At Amazon, ninety percent of discipline for violations resulted in “documented coaching” and fewer than 10 percent resulted in “final written warnings.” The corporation made an example out of Palmer.
“Following Amazon’s discharge of Smalls and issuance of a final written warning to Palmer, Amazon employees reasonably fear that if they make legitimate health and safety complaints about Amazon’s COVID-19 response, Amazon will retaliate against them as well,” the complaint contends.
In addition to other remedies requested to deal with the lack of workplace safety, the attorney general’s complaint urges the state’s supreme court to award backpay and “emotional distress damages” and order Amazon to reinstate Smalls to his position. It also demands the court order Amazon to “rescind the discipline” against Palmer.
Previously, Palmer filed a lawsuit in a federal court in New York. It was dismissed after the court decided whether Amazon was compliant with COVID-19 safety guidelines was a matter for the United States Labor Department’s Occupational Safety and Health Administration (OSHA) to resolve.
OSHA has largely shirked its responsibility to protect workers, especially whistleblowers, and deferred to corporate executives.
In 2020, OSHA received 4,101 complaints between February 1 and May 31. That represented a 30 percent increase when compared to the same period in 2019. At least 1,600 related to the pandemic, yet only 400 of those cases were “docketed” or put on a list of pending complaints.

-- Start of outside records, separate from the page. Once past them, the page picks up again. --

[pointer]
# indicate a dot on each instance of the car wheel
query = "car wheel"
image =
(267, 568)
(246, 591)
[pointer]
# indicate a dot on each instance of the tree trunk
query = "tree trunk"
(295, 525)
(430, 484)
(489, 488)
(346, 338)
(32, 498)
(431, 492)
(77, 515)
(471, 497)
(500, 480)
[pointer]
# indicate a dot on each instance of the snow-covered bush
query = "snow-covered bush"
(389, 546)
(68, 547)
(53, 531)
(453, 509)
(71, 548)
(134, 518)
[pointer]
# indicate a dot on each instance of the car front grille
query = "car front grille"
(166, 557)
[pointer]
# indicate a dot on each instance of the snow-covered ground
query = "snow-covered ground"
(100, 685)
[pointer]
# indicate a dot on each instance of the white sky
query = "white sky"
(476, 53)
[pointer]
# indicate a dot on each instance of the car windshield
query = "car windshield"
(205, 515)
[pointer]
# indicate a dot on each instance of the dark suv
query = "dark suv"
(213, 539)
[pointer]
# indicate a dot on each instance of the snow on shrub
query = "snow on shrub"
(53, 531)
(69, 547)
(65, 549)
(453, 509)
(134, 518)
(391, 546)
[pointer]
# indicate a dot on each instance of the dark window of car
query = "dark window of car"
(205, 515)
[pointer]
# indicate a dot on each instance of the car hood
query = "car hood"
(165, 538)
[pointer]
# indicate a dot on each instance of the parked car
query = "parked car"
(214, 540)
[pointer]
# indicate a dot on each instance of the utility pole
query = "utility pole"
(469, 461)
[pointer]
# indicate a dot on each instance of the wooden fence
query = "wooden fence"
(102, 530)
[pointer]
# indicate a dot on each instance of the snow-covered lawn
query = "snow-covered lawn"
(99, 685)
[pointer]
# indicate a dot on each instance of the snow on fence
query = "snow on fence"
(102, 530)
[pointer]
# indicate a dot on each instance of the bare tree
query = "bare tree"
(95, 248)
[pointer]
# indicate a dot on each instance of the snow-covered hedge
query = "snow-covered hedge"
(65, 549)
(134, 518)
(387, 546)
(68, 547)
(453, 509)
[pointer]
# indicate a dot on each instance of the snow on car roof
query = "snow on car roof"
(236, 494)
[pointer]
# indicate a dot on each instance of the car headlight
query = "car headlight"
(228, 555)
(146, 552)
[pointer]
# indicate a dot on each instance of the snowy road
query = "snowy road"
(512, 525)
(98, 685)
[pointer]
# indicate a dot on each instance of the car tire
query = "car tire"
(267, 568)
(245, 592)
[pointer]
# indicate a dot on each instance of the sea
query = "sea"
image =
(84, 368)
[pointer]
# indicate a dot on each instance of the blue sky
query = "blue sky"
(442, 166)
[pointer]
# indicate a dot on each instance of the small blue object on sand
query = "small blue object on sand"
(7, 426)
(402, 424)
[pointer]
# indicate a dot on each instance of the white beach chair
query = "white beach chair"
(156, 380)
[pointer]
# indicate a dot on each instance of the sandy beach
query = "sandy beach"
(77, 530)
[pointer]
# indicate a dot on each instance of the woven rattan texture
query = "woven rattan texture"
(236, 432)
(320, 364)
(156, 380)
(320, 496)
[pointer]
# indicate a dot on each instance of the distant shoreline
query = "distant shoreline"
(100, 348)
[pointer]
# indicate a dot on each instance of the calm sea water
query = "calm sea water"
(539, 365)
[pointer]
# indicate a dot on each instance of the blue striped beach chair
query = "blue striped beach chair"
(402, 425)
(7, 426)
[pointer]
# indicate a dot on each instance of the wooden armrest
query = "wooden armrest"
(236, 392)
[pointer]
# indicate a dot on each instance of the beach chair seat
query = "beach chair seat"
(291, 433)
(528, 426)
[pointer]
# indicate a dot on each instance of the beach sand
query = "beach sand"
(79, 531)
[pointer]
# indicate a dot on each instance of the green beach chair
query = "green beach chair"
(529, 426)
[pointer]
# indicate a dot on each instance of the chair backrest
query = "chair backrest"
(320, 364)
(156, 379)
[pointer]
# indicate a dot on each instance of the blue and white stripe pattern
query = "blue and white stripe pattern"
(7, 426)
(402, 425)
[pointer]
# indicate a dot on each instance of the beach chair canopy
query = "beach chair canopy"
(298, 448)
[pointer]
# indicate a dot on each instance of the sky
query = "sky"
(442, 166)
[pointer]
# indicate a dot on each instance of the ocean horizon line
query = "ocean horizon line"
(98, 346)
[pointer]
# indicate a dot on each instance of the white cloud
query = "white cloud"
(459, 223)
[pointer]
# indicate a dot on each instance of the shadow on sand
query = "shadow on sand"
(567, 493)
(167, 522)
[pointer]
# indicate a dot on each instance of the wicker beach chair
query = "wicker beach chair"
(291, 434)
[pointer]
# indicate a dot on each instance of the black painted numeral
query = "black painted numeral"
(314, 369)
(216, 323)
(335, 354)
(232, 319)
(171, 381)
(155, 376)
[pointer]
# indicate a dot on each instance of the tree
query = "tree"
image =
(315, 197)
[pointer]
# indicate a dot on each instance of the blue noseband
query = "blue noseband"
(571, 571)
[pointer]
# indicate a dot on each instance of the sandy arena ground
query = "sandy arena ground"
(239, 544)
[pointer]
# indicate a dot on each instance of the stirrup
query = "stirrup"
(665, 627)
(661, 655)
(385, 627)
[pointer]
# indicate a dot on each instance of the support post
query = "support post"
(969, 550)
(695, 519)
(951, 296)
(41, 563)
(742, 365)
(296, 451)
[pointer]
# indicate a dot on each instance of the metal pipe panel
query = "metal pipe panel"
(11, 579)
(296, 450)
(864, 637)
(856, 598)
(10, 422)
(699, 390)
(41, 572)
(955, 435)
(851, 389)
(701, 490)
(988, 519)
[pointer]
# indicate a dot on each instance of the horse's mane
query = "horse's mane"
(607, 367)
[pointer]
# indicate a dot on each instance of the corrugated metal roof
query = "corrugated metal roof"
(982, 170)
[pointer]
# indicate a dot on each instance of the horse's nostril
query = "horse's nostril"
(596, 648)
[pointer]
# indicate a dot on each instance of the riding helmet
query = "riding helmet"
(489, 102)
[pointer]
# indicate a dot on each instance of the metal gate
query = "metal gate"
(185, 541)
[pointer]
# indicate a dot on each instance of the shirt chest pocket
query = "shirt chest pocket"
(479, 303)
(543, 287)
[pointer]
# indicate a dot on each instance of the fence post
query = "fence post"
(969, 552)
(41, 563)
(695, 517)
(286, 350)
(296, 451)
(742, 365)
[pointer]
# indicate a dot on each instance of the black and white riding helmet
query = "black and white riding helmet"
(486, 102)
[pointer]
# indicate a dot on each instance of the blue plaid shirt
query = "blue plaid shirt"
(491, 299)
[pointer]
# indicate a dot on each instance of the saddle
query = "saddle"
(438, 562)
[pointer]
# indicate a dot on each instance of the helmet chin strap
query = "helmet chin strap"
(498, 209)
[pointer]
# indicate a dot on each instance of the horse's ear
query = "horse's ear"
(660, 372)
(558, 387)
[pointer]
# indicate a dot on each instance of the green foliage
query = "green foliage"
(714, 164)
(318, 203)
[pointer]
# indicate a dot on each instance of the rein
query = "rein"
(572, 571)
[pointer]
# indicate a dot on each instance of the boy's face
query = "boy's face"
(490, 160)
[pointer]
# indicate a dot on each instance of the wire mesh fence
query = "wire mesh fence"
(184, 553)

CNBC reported around the same time Smalls and Palmer voiced concerns, warehouse workers and delivery drivers were “forced to choose between going to work and risking their health or staying home and not being able to pay their bills.”
The terrain largely remains as it was in the earliest stages of the crisis. As James put it, “Workers who have powered this country and kept it going during the pandemic are the very workers who continue to be treated the worst.”